Valohai logo
Blog / Git for Data Science: What every data scientist should know about Git
Git for Data Science: What every data scientist should know about Git

Git for Data Science: What every data scientist should know about Git

Juha Kiili

What is Git?

Git is a version control system designed to track changes in a source code over time.

When many people work on the same project without a version control system it's total chaos. Resolving the eventual conflicts becomes impossible as none has kept track of their changes and it becomes very hard to merge them into a single central truth. Git and higher-level services built on top of it (like Github) offer tools to overcome this problem.

Usually, there is a single central repository (called "origin" or "remote") which the individual users will clone to their local machine (called "local" or "clone"). Once the users have saved meaningful work (called "commits"), they will send it back ("push" and "merge") to the central repository.

What is the difference between Git & GitHub?

Git is the underlying technology and its command-line client (CLI) for tracking and merging changes in a source code.

GitHub is a web platform built on top of git technology to make it easier. It also offers additional features like user management, pull requests, automation. Other alternatives are for example GitLab and Sourcetree.

Terminology

  • Repository - "Database" of all the branches and commits of a single project

  • Branch - Alternative state or line of development for a repository.

  • Merge - Merging two (or more) branches into a single branch, single truth.

  • Clone - Creating a local copy of the remote repository.

  • Origin - Common alias for the remote repository which the local clone was created from

  • Main / Master - Common name for the root branch, which is the central source of truth.

  • Stage - Choosing which files will be part of the new commit

  • Commit - A saved snapshot of staged changes made to the file(s) in the repository.

  • HEAD - Shorthand for the current commit your local repository is currently on.

  • Push - Pushing means sending your changes to the remote repository for everyone to see

  • Pull - Pulling means getting everybody else's changes to your local repository

  • Pull Request - Mechanism to review & approve your changes before merging to main/master

Basic commands

  • git init (Documentation) - Create a new repository on your local computer. 

  • git clone (Documentation) - Start working on an existing remote repository.

  • git add (Documentation) - Choose file(s) to be saved (staging).

  • git status (Documentation) - Show which files you have changed.

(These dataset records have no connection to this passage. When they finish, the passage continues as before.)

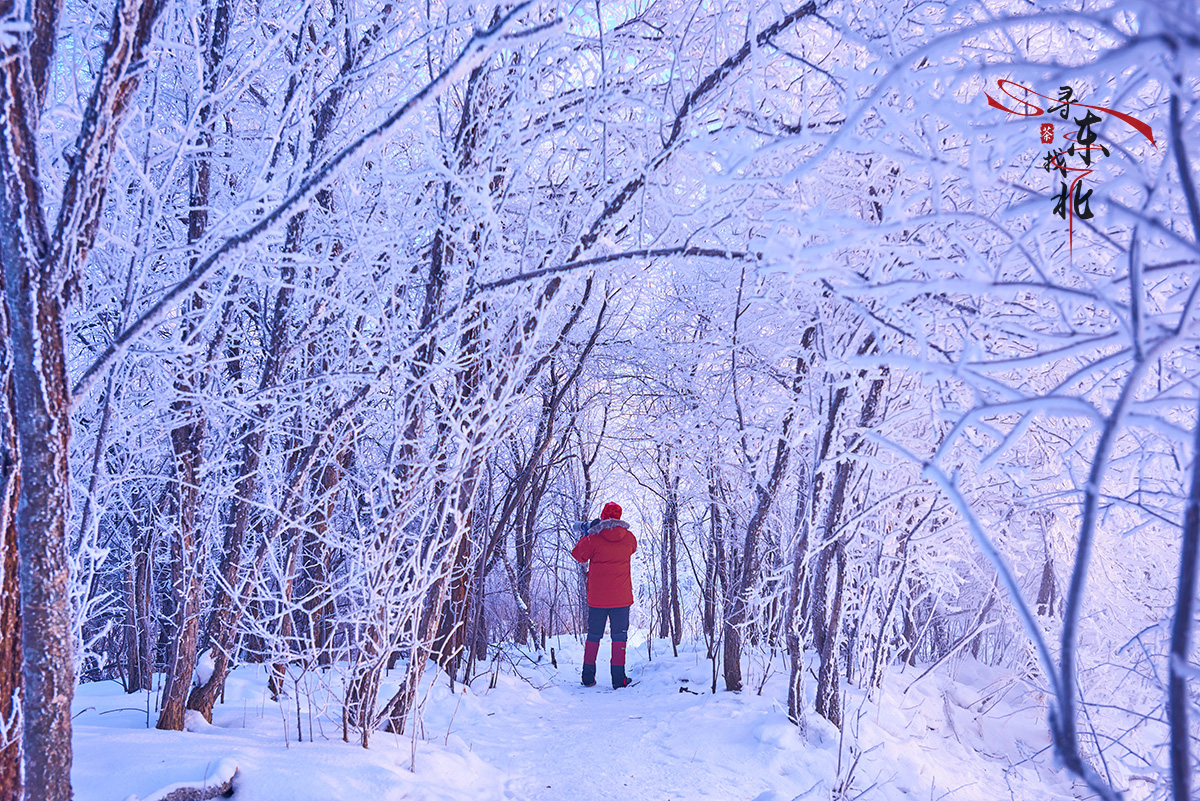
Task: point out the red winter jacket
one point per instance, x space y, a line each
609 546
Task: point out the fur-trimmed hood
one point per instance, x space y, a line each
606 529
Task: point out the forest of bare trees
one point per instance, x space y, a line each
325 321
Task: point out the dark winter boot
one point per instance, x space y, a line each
618 676
591 650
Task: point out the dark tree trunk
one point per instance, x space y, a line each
1177 700
10 585
41 413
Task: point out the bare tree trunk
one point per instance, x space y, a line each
11 786
1177 700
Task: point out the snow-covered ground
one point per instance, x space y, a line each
965 732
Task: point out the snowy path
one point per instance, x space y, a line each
545 738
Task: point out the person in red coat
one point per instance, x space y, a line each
607 548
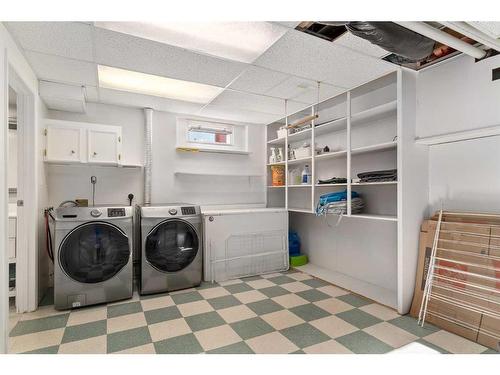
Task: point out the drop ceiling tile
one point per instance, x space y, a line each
67 39
253 102
240 115
307 56
359 44
326 91
91 94
146 56
258 80
61 69
123 98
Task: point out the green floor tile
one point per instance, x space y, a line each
315 283
238 348
359 318
309 312
238 288
84 331
48 350
304 335
124 309
410 324
128 339
313 295
162 315
265 306
251 278
37 325
253 327
223 302
207 285
433 346
179 299
186 344
360 342
354 300
281 280
274 291
204 321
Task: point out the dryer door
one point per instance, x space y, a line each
94 252
172 245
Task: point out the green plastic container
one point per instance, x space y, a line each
298 260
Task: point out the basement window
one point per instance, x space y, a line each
210 134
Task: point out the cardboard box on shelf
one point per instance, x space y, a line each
467 277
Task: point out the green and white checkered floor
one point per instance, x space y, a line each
289 312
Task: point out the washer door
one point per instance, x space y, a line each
171 245
94 252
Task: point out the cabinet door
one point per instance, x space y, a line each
104 146
64 143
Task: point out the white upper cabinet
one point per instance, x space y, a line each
76 142
104 146
64 143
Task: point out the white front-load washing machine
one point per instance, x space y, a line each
92 255
171 247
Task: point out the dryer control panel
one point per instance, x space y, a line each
116 212
188 210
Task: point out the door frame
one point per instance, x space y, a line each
27 191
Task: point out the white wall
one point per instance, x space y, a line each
459 95
114 184
11 55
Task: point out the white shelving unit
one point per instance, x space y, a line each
370 127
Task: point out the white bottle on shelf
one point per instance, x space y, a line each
306 175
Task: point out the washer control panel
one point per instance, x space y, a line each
116 212
188 210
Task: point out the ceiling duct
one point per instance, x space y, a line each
61 97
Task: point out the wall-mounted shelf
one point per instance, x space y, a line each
374 148
299 161
375 113
373 125
245 175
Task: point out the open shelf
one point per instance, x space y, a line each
301 210
300 135
374 148
375 113
374 217
374 183
327 185
276 141
299 161
181 173
330 126
331 155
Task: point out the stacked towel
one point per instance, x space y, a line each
379 176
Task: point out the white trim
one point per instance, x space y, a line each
27 218
4 263
489 131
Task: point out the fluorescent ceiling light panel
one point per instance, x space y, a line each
148 84
240 41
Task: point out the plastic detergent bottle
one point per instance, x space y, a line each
306 175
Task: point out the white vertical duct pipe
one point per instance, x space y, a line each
148 153
445 38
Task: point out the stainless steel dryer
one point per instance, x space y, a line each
93 255
171 243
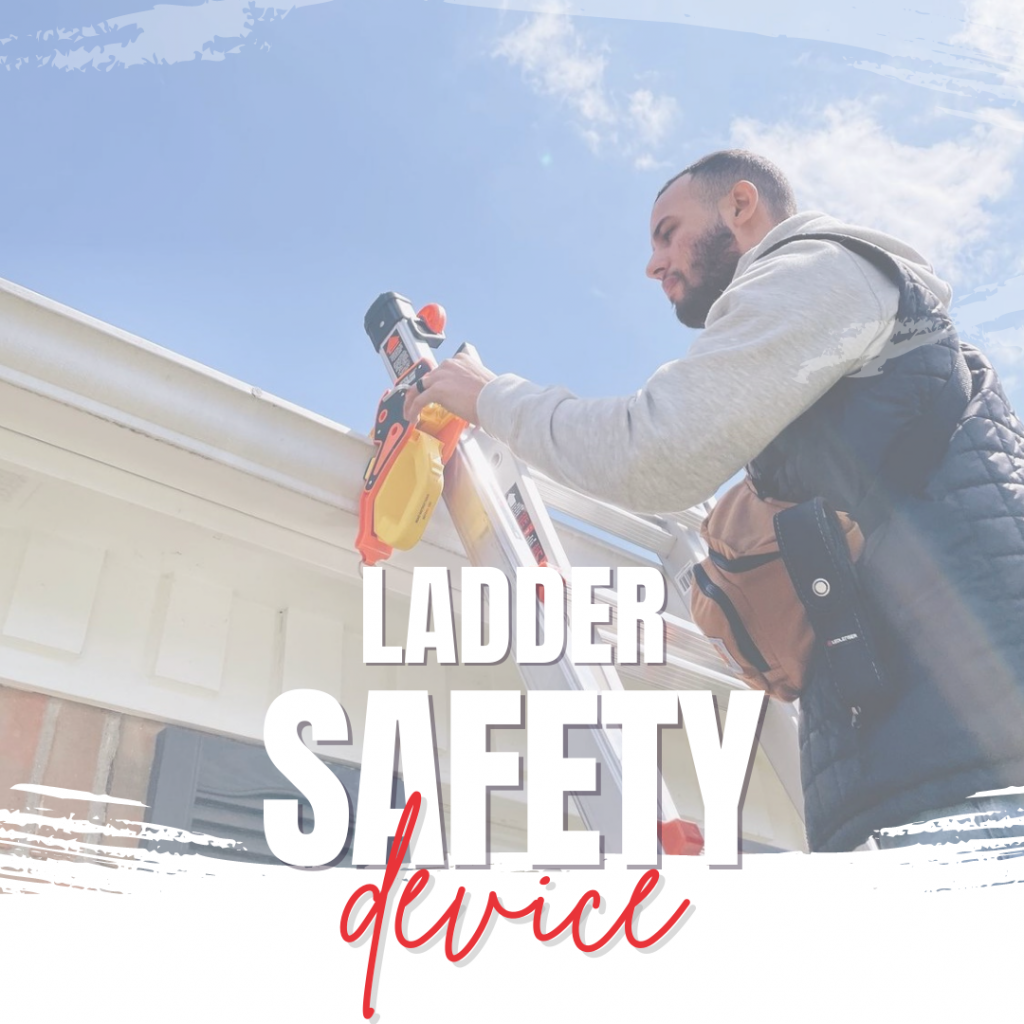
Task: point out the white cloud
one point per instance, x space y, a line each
557 61
651 116
995 29
933 197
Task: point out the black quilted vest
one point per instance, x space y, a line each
942 571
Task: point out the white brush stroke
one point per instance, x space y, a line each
59 794
165 34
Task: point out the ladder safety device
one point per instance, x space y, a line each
502 519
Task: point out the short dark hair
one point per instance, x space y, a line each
715 174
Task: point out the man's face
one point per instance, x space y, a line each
694 254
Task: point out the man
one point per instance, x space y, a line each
825 366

  • git commit (Documentation) - Save a snapshot (commit) of the chosen file(s).

  • git push (Documentation) - Send your saved snapshots (commits) into the remote repository.

  • git pull (Documentation) - Pull recent commits made by others into your local computer.

  • git branch (Documentation) - Create or delete branches.

  • git checkout (Documentation) - Switch branches or undo changes made to local file(s).

  • git merge (Documentation) - Merge branches to form a single truth.

Rules of thumb for Git

Don't push datasets

Don't push datasets

Git is a version control system designed to serve software developers. It has great tooling to handle source code and other related content like configuration, dependencies, documentation. It is not meant for training data. Period. Git is for code only.

In software development, code is king and everything else serves the code. In data science, this is no longer the case and there is a duality between data and code. It doesn't make sense for the code to depend on data any more than it makes sense for data to depend on code. They should be decoupled and this is where the code-centric software development model fails you. Git shouldn't be the central point of truth for a data science project.

There are extensions like LFS that refer to external datasets from a git repository. While they serve a purpose and solve some of the technical limits (size, speed), they do not solve the core problem of a code-centric software development mindset rooted in git.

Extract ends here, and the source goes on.